Once arrived in Santiago, I took my leave of the people I had walked with for the last couple of days. While walking through the town I kept meeting people I had met during the walk and had lost contact with for whatever reason. I gave me a good feeling to see them, to embrace them and to talk about how they and I had fared, and then to walk on again. Eventually, I sat at a terrace. With a beer in my hand I reviewed the whole walk in my mind. I noticed that I couldn’t hold on to the walk in the actual way I had walked it, but I didn’t mind this. I found that what settled in me was the ‘experience’, with the people I had met and whom I took with me, inside. Not the people as separate objects, but the connection that I had with them, this was what I took with me, inside, back to Amsterdam. This is what we mean when we talk about the process of mental representation.

Naturally, what I experienced during the Camino is not the same as what goes on in a long term psychoanalytic treatment, but in some respect, there are similarities. What it is about in psychoanalytic treatment, is to go on a journey and eventually, to come back home; this quest goes according to a certain process, as the Camino does.
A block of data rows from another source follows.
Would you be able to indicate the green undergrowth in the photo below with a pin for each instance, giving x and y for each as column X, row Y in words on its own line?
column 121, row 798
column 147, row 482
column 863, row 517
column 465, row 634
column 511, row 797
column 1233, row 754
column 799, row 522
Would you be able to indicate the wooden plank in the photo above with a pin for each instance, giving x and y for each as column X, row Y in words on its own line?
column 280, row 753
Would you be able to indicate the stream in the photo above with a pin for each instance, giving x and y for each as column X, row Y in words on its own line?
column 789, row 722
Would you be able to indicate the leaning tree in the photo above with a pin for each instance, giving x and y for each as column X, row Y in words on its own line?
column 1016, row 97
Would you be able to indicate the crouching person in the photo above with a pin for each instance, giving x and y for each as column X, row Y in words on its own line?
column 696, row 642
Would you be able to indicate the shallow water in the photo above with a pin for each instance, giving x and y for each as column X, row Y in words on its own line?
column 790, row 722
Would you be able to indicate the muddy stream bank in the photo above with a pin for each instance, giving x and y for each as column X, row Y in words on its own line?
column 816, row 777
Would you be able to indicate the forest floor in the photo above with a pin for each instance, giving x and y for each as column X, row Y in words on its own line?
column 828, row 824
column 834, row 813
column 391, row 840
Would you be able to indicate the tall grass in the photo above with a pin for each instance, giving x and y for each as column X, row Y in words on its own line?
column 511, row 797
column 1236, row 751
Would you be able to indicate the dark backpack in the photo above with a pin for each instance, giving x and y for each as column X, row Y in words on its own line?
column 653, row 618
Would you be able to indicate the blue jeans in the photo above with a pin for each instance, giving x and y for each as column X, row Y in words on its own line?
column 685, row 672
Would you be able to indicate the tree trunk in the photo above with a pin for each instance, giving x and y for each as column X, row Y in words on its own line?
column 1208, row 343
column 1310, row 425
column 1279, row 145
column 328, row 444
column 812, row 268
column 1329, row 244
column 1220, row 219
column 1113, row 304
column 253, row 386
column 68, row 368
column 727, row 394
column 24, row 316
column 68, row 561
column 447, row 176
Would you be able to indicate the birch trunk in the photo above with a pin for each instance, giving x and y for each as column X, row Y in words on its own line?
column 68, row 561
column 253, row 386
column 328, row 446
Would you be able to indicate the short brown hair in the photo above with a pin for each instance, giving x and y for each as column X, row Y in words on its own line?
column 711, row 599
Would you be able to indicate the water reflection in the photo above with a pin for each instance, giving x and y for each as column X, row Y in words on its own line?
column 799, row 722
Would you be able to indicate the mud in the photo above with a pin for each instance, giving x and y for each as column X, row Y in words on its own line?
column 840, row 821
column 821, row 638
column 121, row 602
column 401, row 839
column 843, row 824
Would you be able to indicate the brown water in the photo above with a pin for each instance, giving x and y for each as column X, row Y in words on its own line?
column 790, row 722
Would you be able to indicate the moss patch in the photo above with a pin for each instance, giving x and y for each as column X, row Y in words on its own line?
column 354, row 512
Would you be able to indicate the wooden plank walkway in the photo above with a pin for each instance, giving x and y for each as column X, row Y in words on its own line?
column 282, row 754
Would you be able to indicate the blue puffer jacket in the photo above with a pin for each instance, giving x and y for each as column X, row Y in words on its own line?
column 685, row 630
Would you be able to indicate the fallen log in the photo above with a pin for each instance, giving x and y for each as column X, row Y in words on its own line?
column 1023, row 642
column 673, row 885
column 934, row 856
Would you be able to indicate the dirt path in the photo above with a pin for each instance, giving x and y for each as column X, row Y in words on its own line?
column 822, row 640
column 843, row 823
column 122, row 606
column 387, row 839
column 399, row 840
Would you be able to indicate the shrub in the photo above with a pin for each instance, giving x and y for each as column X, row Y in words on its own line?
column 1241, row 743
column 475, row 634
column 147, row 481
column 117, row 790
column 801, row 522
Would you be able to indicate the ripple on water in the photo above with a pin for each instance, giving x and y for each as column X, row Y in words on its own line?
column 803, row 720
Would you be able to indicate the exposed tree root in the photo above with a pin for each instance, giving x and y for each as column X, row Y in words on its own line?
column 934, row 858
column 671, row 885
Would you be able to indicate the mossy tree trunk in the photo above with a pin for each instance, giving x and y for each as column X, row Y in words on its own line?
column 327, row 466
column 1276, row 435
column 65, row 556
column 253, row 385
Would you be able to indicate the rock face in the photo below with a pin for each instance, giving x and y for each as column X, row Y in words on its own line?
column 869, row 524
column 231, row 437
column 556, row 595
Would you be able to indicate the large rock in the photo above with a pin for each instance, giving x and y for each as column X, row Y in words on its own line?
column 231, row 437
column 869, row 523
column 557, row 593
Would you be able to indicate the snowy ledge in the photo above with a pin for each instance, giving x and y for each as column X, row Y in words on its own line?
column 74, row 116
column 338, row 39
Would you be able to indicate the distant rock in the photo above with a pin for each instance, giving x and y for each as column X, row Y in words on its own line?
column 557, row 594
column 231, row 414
Safety is a basic theme, as well. That is what my book is about: about reflection, fantasizing and to learn how to fantasize, about inner working models which influence our behaviour, about safety, about attaching and detaching, about letting go in order to find each other again. It is the relationship that is internalized. How this goes, and what are the conditions that facilitate or hinder it, that is what psychoanalysis is about.

Psychoanalysis is about the functioning of the ‘Mind’. During this Camino I physically and mentally experienced that what we call a psychoanalytical process, is not merely restricted to the setting of a classical psychoanalysis. But I also realised that we need psychoanalytical knowledge and psychoanalysts in order to observe this and to act accordingly.